Il fondo resta compatto, ma meno “stradale”: qualche pietrisco, curve morbide, tratti leggermente più ruvidi che richiedono attenzione alla linea.
Qui la salita si fa sentire, ma resta sempre pedalabile. È il cuore della Monte Molinetto.
Chiave tecnica: gestione dello sforzo e fluidità.
🔹 Zona 3 – Il finale panoramico (giallo → verde)
Negli ultimi metri la pendenza cala leggermente e la salita si apre. Il bosco lascia filtrare la luce, il panorama si allarga verso la pianura e i Berici centrali.
Si torna a spingere con piacere, quasi senza accorgersi di essere ormai in cima.
Sensazione tipica: soddisfazione e voglia di continuare.
🚵♂️ Sensazioni gravel
Monte Molinetto è gravel nella sua essenza: fondo mai estremo, ritmo continuo, connessione totale con il paesaggio.
Non c’è lotta contro la salita, ma dialogo. Le ruote scorrono, la bici resta stabile, il corpo lavora in modo armonico. È una salita che invita alla respirazione profonda e alla guida pulita.
🌿 Aspetti naturalistici
La salita attraversa un mosaico tipico dei Berici:
- campi coltivati nella parte bassa
- boschi di roverella e carpino nella parte centrale
- radure e margini forestali nel tratto finale
In primavera ed estate il verde è dominante, mentre in autunno il percorso si accende di colori caldi. Fauna discreta ma presente: caprioli, fagiani, rapaci in volo.

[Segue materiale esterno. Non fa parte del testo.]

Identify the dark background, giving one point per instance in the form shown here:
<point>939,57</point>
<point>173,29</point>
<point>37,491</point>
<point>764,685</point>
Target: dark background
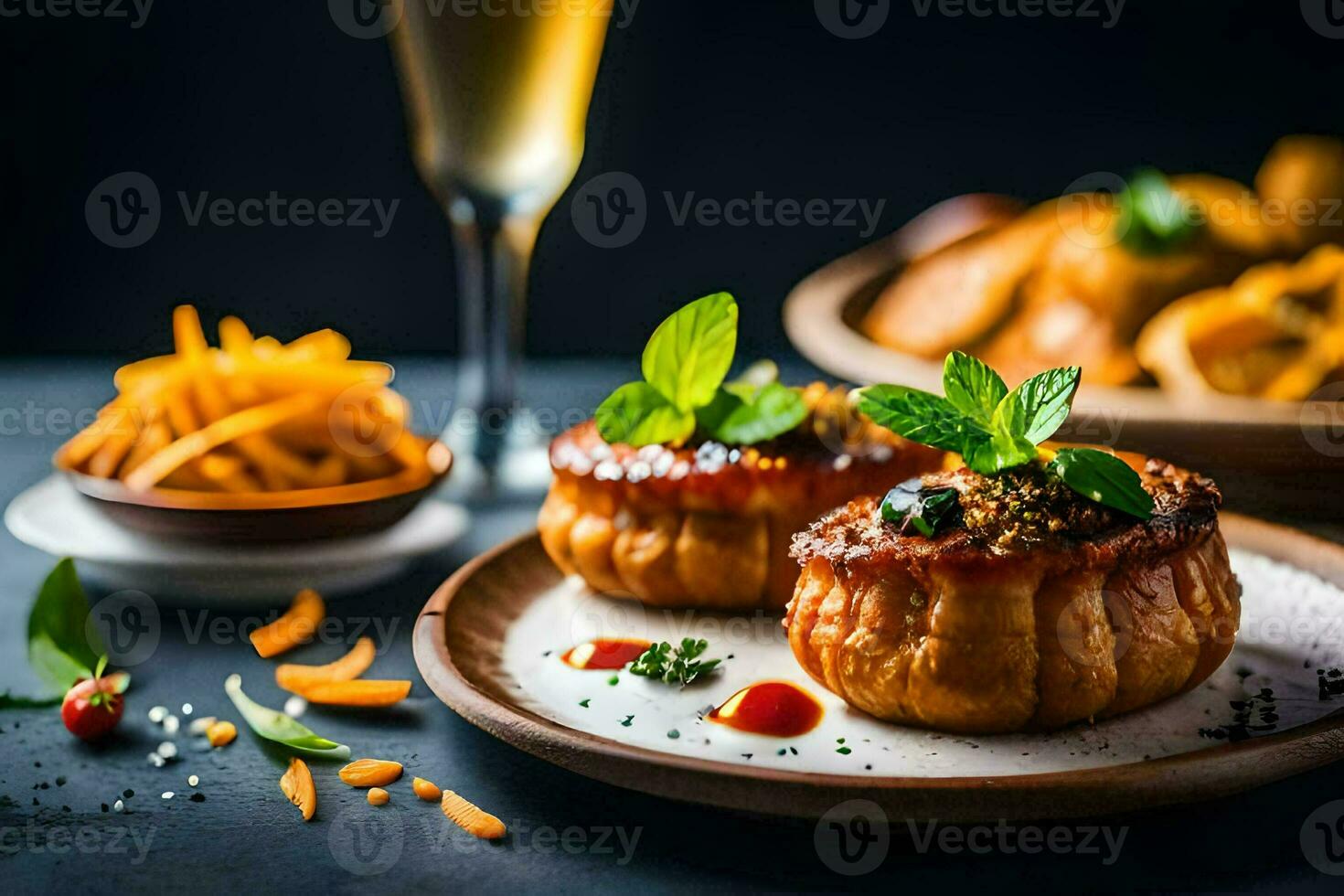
<point>723,98</point>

🏛️ Luoghi artistici e storici
L’area di Orgiano è ricca di testimonianze rurali:
- capitelli votivi lungo le strade bianche
- antiche contrade agricole
- la vicinanza con Villa Fracanzan Piovene, una delle perle palladiane dei Berici
Anche se la salita non passa direttamente accanto a grandi monumenti, il paesaggio racconta una storia agricola e culturale profonda.
⚙️ Come affrontarla
- Rapporti consigliati: 34×32 o simili, più che sufficienti
- Pressione gomme: medio-bassa per comfort e trazione
- Stile di guida: rotondo, seduti, senza strappi
- Periodo ideale: tutto l’anno, splendida in primavera e autunno
È una salita perfetta sia come allenamento di qualità sia come parte di un lungo giro gravel nei Berici.
🪪 Identikit della salita
- Carattere: equilibrata
- Difficoltà percepita: media
- Tecnica: accessibile
- Panorama: crescente
- Gravel mood: ★★★★☆
- Ideale per: esploratori, amanti del ritmo, gravelisti “classici”
✨ In sintesi
Monte Molinetto non urla, non spaventa, non sorprende con colpi di scena violenti.
Convince con la continuità, conquista con il paesaggio, fidelizza con il suo equilibrio perfetto.
Una salita azzurra nel colore e nello spirito: limpida, fluida, profondamente gravel.